Shocks and safety nets: Financial wellbeing during the COVID-19 crisis

Authors: Emily Porter and Dina Bowman (Brotherhood of St Laurence)

Our paper explores the financial impacts of the COVID-19 crisis on vulnerable Australians, identifying the social structures that helped or hindered them during the height of the COVID-19 crisis.

We use ANZ’s Financial Wellbeing Indicator, which draws on multiple questions in the continuous Roy Morgan Single Source survey. The Indicator brings together three dimensions based on Kempson and colleagues’ (2017) model of financial wellbeing. These include the ability to meet everyday commitments, feeling comfortable about one’s financial situation and resilience to financial shocks.

For most people, the COVID crisis led to a decline in financial wellbeing, driven by a sharp fall in the Feeling Comfortable dimension. People with low incomes, particularly those in the workforce, faced more serious declines.

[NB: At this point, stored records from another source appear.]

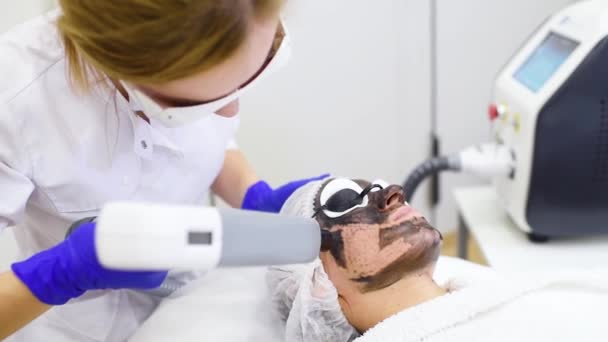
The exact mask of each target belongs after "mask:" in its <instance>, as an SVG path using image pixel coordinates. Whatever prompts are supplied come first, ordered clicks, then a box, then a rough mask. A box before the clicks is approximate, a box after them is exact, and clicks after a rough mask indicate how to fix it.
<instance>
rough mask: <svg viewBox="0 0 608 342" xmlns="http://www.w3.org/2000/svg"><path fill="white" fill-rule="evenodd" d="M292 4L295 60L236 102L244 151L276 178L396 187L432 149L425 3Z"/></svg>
mask: <svg viewBox="0 0 608 342" xmlns="http://www.w3.org/2000/svg"><path fill="white" fill-rule="evenodd" d="M294 4H295V7H294V8H290V11H288V15H287V17H288V23H289V28H290V32H291V34H292V38H293V55H292V59H291V61H290V64H289V66H288V67H287V68H286V69H285V70H284V71H282V72H281V73H279V74H277V75H276V76H273V78H272V79H271V80H269V81H268V83H266V84H263V87H262V88H259V89H256V90H255V91H254V92H253V93H251V94H249V95H247V96H246V97H245V98H244V99H243V103H242V126H241V130H240V135H239V144H240V145H241V148H242V150H244V151H245V152H246V153H247V155H248V157H249V158H250V160H251V161H252V162H253V164H254V165H255V166H256V168H257V170H258V172H259V173H260V174H261V175H262V177H263V178H265V179H268V180H270V181H271V182H272V183H274V184H280V183H282V182H285V181H288V180H291V179H295V178H298V177H308V176H314V175H318V174H321V173H324V172H331V173H333V174H336V175H345V176H349V177H362V178H367V179H370V180H373V179H375V178H378V177H379V178H383V179H386V180H387V181H390V182H395V183H402V182H403V180H404V178H405V176H406V174H407V173H408V172H409V170H410V169H411V168H412V167H413V166H414V165H415V164H416V163H417V162H418V161H420V160H424V159H426V158H427V156H428V155H429V148H430V147H429V143H428V140H429V138H428V137H429V132H430V113H429V110H430V109H429V108H430V106H429V101H430V100H429V89H430V83H429V82H430V76H429V69H430V62H429V38H430V36H429V15H430V13H429V2H428V1H419V0H418V1H414V0H378V1H373V2H370V1H367V0H331V1H328V0H307V1H294V2H292V5H294ZM417 203H419V204H420V206H422V209H423V210H426V207H425V206H424V204H425V203H426V201H425V194H424V193H423V191H421V192H420V196H418V198H417Z"/></svg>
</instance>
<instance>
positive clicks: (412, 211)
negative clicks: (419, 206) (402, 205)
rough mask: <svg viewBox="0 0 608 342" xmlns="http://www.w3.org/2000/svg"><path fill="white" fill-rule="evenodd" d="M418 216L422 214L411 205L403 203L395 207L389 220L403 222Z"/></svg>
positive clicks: (396, 221) (392, 222)
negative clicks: (395, 208)
mask: <svg viewBox="0 0 608 342" xmlns="http://www.w3.org/2000/svg"><path fill="white" fill-rule="evenodd" d="M416 217H422V215H421V214H420V213H419V212H418V211H416V209H414V208H412V207H410V206H409V205H403V206H401V207H399V208H397V209H395V210H394V211H393V212H392V213H391V215H390V216H389V218H388V220H389V222H392V223H401V222H404V221H408V220H411V219H413V218H416Z"/></svg>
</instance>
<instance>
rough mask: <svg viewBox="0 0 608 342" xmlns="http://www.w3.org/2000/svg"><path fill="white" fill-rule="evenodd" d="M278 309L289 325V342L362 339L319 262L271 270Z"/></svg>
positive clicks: (274, 292) (275, 266)
mask: <svg viewBox="0 0 608 342" xmlns="http://www.w3.org/2000/svg"><path fill="white" fill-rule="evenodd" d="M266 280H267V283H268V286H269V287H270V293H271V296H272V301H273V303H274V305H275V309H277V310H278V313H279V315H280V317H281V318H282V319H283V320H284V321H285V341H293V342H307V341H336V342H349V341H352V340H354V339H355V338H357V337H359V333H358V332H357V330H356V329H355V328H354V327H353V326H352V325H350V323H349V322H348V320H347V319H346V317H345V316H344V314H343V313H342V308H341V307H340V303H339V302H338V291H337V290H336V288H335V287H334V285H333V283H332V282H331V281H330V280H329V277H328V276H327V274H326V273H325V270H324V269H323V264H322V263H321V261H320V260H319V259H317V260H316V261H314V262H313V263H311V264H306V265H293V266H275V267H271V268H270V270H269V272H268V274H267V277H266Z"/></svg>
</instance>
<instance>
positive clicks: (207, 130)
mask: <svg viewBox="0 0 608 342" xmlns="http://www.w3.org/2000/svg"><path fill="white" fill-rule="evenodd" d="M58 14H59V13H58V12H54V13H51V14H48V15H44V16H41V17H38V18H36V19H34V20H31V21H29V22H27V23H25V24H23V25H21V26H19V27H17V28H15V29H13V30H11V31H9V32H8V33H6V34H4V35H2V36H0V75H1V77H0V189H1V192H2V194H3V195H2V196H0V229H3V228H5V227H6V226H9V225H15V226H16V229H15V230H14V231H15V235H16V240H17V244H18V246H19V250H20V257H21V258H25V257H28V256H30V255H32V254H34V253H36V252H39V251H41V250H44V249H48V248H49V247H51V246H53V245H55V244H57V243H58V242H59V241H61V240H62V239H64V235H65V233H66V230H67V229H68V227H69V226H70V224H71V223H72V222H74V221H76V220H78V219H80V218H83V217H89V216H95V215H96V214H97V213H98V211H99V209H100V208H101V207H102V206H103V205H104V203H106V202H108V201H112V200H129V201H131V200H133V201H149V202H157V201H159V202H169V203H176V204H199V203H204V202H205V200H206V198H207V193H208V190H209V187H210V185H211V184H212V182H213V181H214V180H215V178H216V177H217V175H218V173H219V171H220V169H221V167H222V164H223V160H224V155H225V151H226V149H227V148H233V147H234V146H235V145H234V143H233V138H234V135H235V132H236V130H237V126H238V118H237V117H235V118H223V117H219V116H216V115H212V116H209V117H206V118H203V119H201V120H199V121H197V122H196V123H194V124H191V125H188V126H185V127H179V128H174V129H168V128H165V127H162V126H161V125H158V124H157V123H156V122H154V121H152V123H151V124H148V123H146V122H145V121H144V120H142V119H140V118H139V117H137V116H135V115H134V114H133V113H132V111H131V110H130V108H129V104H128V102H127V101H126V100H125V99H124V98H123V97H122V96H121V95H120V94H119V93H117V91H116V89H115V88H114V87H113V86H112V85H111V83H109V82H107V83H106V84H102V85H99V86H98V87H96V88H95V89H94V90H93V91H92V92H91V93H88V94H77V93H75V92H73V91H72V90H71V88H70V85H69V81H68V78H67V66H66V60H65V58H64V53H63V49H62V46H61V43H60V40H59V37H58V33H57V30H56V28H55V25H54V22H55V20H56V18H57V16H58ZM7 194H10V195H9V196H7ZM157 304H158V303H157V300H156V299H155V298H154V297H150V296H149V295H144V294H142V293H139V292H134V291H127V290H123V291H113V292H105V291H97V292H90V293H88V294H86V295H85V296H83V297H82V298H80V299H77V300H73V301H71V302H70V303H69V304H67V305H64V306H59V307H55V308H53V309H52V310H51V311H50V312H48V313H47V314H45V315H43V316H42V317H40V318H39V319H37V320H36V321H34V322H32V323H31V324H30V325H28V326H27V327H26V328H24V329H23V330H21V331H19V332H18V333H17V334H15V335H14V336H12V337H11V338H9V339H8V341H11V342H14V341H81V342H82V341H123V340H125V339H126V338H128V336H130V335H131V334H132V333H133V332H134V330H135V329H136V328H137V327H138V326H139V325H140V324H141V323H142V321H143V320H145V319H146V318H147V317H148V316H149V315H150V313H151V312H152V310H154V308H155V307H156V305H157Z"/></svg>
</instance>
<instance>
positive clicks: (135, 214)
mask: <svg viewBox="0 0 608 342" xmlns="http://www.w3.org/2000/svg"><path fill="white" fill-rule="evenodd" d="M96 222H97V229H96V236H95V243H96V248H97V253H98V257H99V260H100V262H101V264H102V265H104V266H106V267H109V268H116V269H124V270H163V269H174V268H181V269H197V270H209V269H213V268H215V267H220V266H264V265H283V264H295V263H305V262H310V261H313V260H314V259H315V258H317V256H318V255H319V251H320V247H321V229H320V227H319V225H318V224H317V222H316V221H314V220H312V219H305V218H300V217H284V216H279V215H274V214H265V213H258V212H251V211H243V210H235V209H217V208H210V207H197V206H190V207H189V206H172V205H159V204H142V203H111V204H108V205H107V206H105V207H104V208H103V210H102V211H101V213H100V215H99V216H98V217H97V219H96Z"/></svg>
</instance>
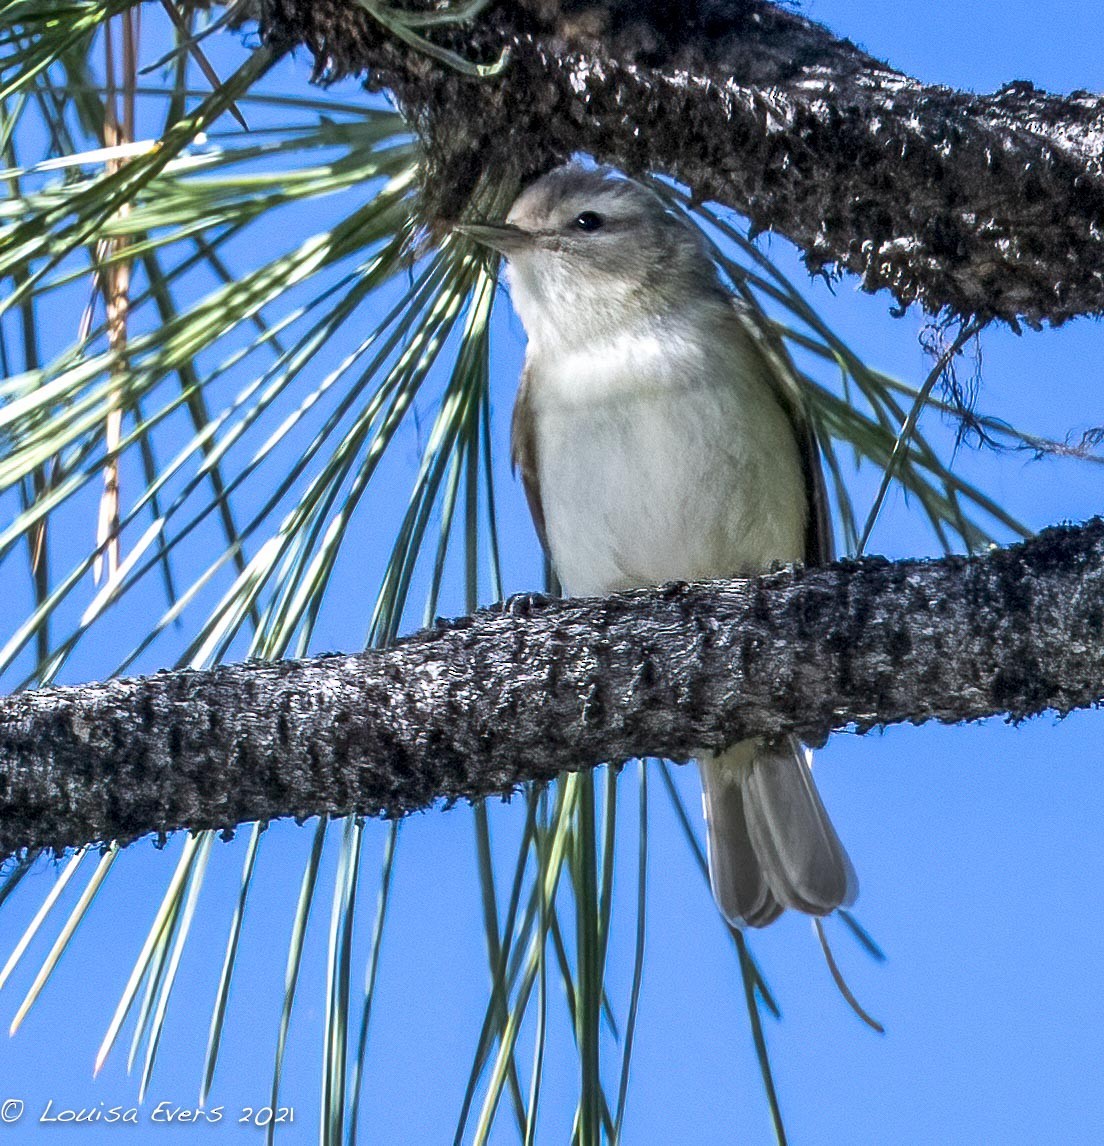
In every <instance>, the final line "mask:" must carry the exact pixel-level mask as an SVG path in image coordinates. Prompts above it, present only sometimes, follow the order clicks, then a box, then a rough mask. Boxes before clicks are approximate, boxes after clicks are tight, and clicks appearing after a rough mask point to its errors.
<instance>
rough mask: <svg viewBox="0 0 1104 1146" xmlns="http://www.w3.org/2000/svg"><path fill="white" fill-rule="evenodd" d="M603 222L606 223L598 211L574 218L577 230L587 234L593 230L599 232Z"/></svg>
mask: <svg viewBox="0 0 1104 1146" xmlns="http://www.w3.org/2000/svg"><path fill="white" fill-rule="evenodd" d="M603 222H605V220H604V219H603V218H602V215H600V214H598V213H597V212H596V211H584V212H582V213H581V214H577V215H576V218H574V227H576V229H577V230H585V231H586V233H587V234H589V233H590V231H593V230H597V229H598V228H600V227H601V226H602V223H603Z"/></svg>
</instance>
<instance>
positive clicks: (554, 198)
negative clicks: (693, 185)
mask: <svg viewBox="0 0 1104 1146" xmlns="http://www.w3.org/2000/svg"><path fill="white" fill-rule="evenodd" d="M507 225H508V230H509V231H510V236H509V237H507V240H506V242H504V243H503V245H502V248H501V249H502V250H503V251H504V253H506V254H507V258H508V259H509V281H510V285H511V289H512V296H514V303H515V306H516V308H517V311H518V313H519V314H520V316H522V321H523V322H524V323H525V328H526V330H527V331H528V333H530V338H531V339H532V338H538V339H540V340H542V342H543V340H546V337H551V336H557V340H561V342H562V340H564V339H565V338H574V337H600V336H601V332H602V330H604V329H606V328H609V329H619V330H624V329H626V328H627V327H628V325H631V324H633V323H634V322H636V321H648V320H650V319H655V317H661V316H664V315H665V314H668V313H671V312H674V311H678V309H680V308H682V307H684V306H686V305H687V304H691V305H692V304H695V303H697V301H704V300H706V299H708V300H713V299H717V298H718V297H721V296H722V291H721V288H720V284H719V281H718V277H717V269H715V267H714V265H713V262H712V260H711V259H710V257H708V254H707V253H706V251H705V248H704V244H703V241H702V237H700V235H699V234H698V231H697V230H696V229H695V228H694V227H691V226H690V225H689V223H688V222H687V221H686V220H684V219H683V218H682V217H681V215H680V214H678V213H675V212H674V211H673V210H672V209H670V207H668V206H667V205H666V203H664V201H663V199H661V198H660V197H659V195H658V194H656V193H655V191H652V190H651V189H649V188H648V187H644V186H642V185H641V183H637V182H635V181H633V180H631V179H626V178H625V176H623V175H619V174H617V173H616V172H613V171H611V170H610V168H606V167H598V168H588V167H584V166H581V165H580V164H576V163H572V164H566V165H565V166H562V167H557V168H555V170H554V171H551V172H549V173H548V174H547V175H543V176H541V178H540V179H538V180H537V181H535V182H534V183H532V185H530V186H528V187H527V188H526V189H525V190H524V191H522V194H520V195H519V196H518V198H517V201H516V202H515V203H514V206H512V207H511V209H510V211H509V214H508V215H507Z"/></svg>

For example, low-income workers showed a 21% decline in ability to Meet Commitments from the pre-COVID period to the September 2020 quarter.

On the other hand, COVID-19 responses made it easier for those relying on income support to buy essentials and pay bills on time:

  • While Meeting Commitments scores fell for low-income workers scores for households that relied on income support payments c actually improved in the COVID period.
  • Unemployed workers who were likely to have access to JobSeeker Payments reported a 10% improvement in ability to meet commitments during the COVID period, as did single parents and disability support pensioners who were not in employment.

Some financial impacts of the COVID-19 crisis will be long-term:

  • Many vulnerable groups in employment reported declines in financial resilience during the COVID period as work hours fell, forcing many to draw down their savings. These included workers in the lowest income quintile and those relying on disability support pensions.
  • The proportion of low income women with superannuation declined by 6 percentage points. Single parents not in employment showed an even larger 10 percentage points decline.

Our findings suggest that harmful impacts from the crisis were less severe where people had access to government support as well as their own savings or other resources.

Real, widespread recovery will require not only adequate social security that allows resilience but also investment in full employment and social infrastructure such as affordable housing.

This report is part of the Financial Lives in Uncertain Times project. The research was made possible by the generous support of ANZ through the ANZ Tony Nicholson Fellowship and the provision under licence of Roy Morgan Single Source Survey data.